I could write several articles on all the cool stories about the folks who ran at River King this weekend...and the folks who judged it, put it on, etc. 

We sometimes don't all appreciate what a cool group of folks we hang out with. 

Life is good. Field trials are fun. More of us on this resource need to realize that and enjoy....

Chris


----------



## huntinman (Jun 1, 2009)

JusticeDog said:


> Thanks for giving up your weekend Bill. Andy was very complimentary of your tests, the bird placement, placement of the dry pop on the water blind, etc.


Thanks Susan. Ruckus ran a great trial... He sure is a neat dog with a lot of heart.


----------



## Gawthorpe (Oct 4, 2007)

Correction and Appreciation to River King Club

In the Amateur Baker was the dog that earned a 3rd Place. He could have done better if it were not for his handler who thought he knew better and mis-aligned him. 

River King Club:- I had not visited this club in probably 6 years. Their membership did a great job and the weekend ran very smoothly. There are many "unseen" contributors that help put on events every weekend and I wanted to say thanks to Marty and Barb Kirby. Marty single handidly (sp?) worked the amateur and I did not enter a dog. You all already know about Dennis, but his many friends and training buddies helped a bunch.

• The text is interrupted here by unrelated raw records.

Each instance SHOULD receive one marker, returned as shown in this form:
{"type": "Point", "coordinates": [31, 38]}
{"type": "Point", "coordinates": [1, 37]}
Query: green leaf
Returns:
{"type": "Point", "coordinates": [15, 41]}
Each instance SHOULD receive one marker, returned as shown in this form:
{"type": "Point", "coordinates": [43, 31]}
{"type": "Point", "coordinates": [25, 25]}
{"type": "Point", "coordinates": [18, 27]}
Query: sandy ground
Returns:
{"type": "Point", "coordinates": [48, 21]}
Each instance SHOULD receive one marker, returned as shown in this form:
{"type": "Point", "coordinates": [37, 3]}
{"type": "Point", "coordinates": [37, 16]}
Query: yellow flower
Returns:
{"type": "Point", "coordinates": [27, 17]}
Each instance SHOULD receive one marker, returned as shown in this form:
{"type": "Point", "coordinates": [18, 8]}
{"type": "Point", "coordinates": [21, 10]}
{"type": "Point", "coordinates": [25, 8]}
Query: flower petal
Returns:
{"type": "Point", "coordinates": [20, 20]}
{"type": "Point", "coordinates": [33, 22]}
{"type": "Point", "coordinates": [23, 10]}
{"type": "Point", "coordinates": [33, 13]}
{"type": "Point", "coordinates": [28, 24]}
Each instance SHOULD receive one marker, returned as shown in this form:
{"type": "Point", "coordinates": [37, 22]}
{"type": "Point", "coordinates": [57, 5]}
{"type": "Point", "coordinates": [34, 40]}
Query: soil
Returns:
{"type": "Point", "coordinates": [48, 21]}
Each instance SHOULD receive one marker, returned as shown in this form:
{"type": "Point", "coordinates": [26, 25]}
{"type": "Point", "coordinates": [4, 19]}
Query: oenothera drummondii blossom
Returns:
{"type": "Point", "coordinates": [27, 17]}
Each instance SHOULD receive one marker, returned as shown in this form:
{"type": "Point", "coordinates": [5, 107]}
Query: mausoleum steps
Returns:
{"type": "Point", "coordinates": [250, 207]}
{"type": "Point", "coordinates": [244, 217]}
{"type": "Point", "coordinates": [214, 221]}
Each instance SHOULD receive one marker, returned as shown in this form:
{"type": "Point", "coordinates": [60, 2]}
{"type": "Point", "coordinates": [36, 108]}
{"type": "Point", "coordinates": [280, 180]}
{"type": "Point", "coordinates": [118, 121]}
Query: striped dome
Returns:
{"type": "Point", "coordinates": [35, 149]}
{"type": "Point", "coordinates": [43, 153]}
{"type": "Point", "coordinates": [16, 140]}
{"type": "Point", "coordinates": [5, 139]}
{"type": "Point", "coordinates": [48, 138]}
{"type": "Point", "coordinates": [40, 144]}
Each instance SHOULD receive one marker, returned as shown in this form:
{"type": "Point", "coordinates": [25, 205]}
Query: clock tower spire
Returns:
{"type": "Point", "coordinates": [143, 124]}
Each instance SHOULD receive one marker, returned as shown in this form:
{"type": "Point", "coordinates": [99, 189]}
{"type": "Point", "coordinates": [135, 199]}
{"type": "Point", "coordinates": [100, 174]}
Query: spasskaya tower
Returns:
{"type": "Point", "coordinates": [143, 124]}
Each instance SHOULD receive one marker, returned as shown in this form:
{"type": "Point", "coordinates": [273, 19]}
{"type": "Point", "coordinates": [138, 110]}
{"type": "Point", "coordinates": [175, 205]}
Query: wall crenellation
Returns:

Thank you for putting on an event where you may not benefit, but others around you do.


----------



## Jim Stevenson (Mar 18, 2010)

Gwen and Chris, thank y'all for the kind words and encouragement. 

I'm pretty sure I've run 5 derbies in a row and only finished 2 so I'm either insane or having a really good time. (I hope Andy, Terry, or Lanier aren't around to comment.) I've met so many people over that course and I can say that EVERYONE has been extremely nice and helpful. Judges, pros, handlers, folks in the gallery....I've met a ton of great people. 

I look forward to seeing y'all this Friday morning. 

Have a great week everyone.


----------



## TBell (Apr 1, 2004)

Big Congrats to Claudette Klein with an Amateur OPEN WIN!! Also to Erik Gawthorpe with an Amateur OPEN PLACEMENT!! Love to see the two Amateurs in the last series of the Open come back with something other than green 

Congrats also to Claudette and Erik for the Am finishes!


----------